Methods: : Experimental autoimmune uveitis was induced in Lewis rats with S–antigen and the changes in gene expression of the cytokines and chemokines on post–immunization days 0, 5, 8, 11, and 14 were evaluated by quantitative real–time PCR. The protein expression levels of MCP–1 at days 0, 5, 8, 11, and 14 were studied in the retina by immunohistochemistry and western blot analysis. Macrophage and leukocyte infiltration on these days were also studied by looking at the expression of ED1 and CD45.

Results: : Among the cytokines studied, the gene expression of iNOS, TNF–α and IFN– was significantly (p<0.05) increased during initial phase of EAU at post–immunization day 5; however, there was no evidence of leukocyte or macrophage infiltration until day 8. Other cytokines were significantly upregulated (p<0.05) only from day 8 onwards, and peaked at day 14. The mRNA expression of MCP–1 and MIP–1α, however, did not indicate any notable changes during the early phase, but began to show a significant increase from day 8 with a peak at day 14. Immunohistochemical and western blot analysis of MCP–1 validated the PCR results.

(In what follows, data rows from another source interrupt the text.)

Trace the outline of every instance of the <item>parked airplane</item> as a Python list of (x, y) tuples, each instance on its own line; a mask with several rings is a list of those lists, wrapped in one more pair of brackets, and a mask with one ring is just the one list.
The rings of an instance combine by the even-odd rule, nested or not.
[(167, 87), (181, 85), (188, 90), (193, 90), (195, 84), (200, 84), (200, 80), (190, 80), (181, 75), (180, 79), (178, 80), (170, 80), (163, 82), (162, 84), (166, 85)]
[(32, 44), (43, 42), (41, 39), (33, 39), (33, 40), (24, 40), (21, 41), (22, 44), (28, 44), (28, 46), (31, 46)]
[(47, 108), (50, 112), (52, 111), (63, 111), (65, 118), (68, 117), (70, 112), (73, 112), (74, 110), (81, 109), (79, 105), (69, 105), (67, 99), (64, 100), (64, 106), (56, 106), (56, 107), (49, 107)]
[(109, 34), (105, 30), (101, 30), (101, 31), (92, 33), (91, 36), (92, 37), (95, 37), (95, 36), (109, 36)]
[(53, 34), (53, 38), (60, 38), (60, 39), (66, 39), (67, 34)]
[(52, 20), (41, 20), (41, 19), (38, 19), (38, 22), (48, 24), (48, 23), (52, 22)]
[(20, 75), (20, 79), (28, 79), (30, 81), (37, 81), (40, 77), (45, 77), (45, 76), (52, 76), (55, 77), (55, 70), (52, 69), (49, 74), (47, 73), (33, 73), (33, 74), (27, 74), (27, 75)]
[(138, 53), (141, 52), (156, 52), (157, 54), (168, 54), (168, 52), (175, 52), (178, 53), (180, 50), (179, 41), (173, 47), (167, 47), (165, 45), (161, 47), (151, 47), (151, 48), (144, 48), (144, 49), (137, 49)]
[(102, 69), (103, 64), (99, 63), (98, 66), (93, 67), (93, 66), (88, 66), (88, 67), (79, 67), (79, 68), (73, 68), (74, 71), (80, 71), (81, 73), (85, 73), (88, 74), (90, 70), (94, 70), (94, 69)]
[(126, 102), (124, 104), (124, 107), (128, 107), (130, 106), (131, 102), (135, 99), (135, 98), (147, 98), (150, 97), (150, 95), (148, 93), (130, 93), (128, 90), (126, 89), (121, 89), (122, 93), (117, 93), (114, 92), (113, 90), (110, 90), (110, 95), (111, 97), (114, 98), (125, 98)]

Conclusions: : During the initial phase of uveitis, TNF–α and IFN– are upregulated prior to inflammatory cell infiltration, which appears to upregulate iNOS, thereby resulting in subsequent oxidative stress. Oxidative stress appears to be an initial event leading to the amplification of inflammation, resulting in both clinical and histologic expression of uveitis in the form of inflammatory cell infiltration. However, the immune mechanism that drives cytokine expression is not clear.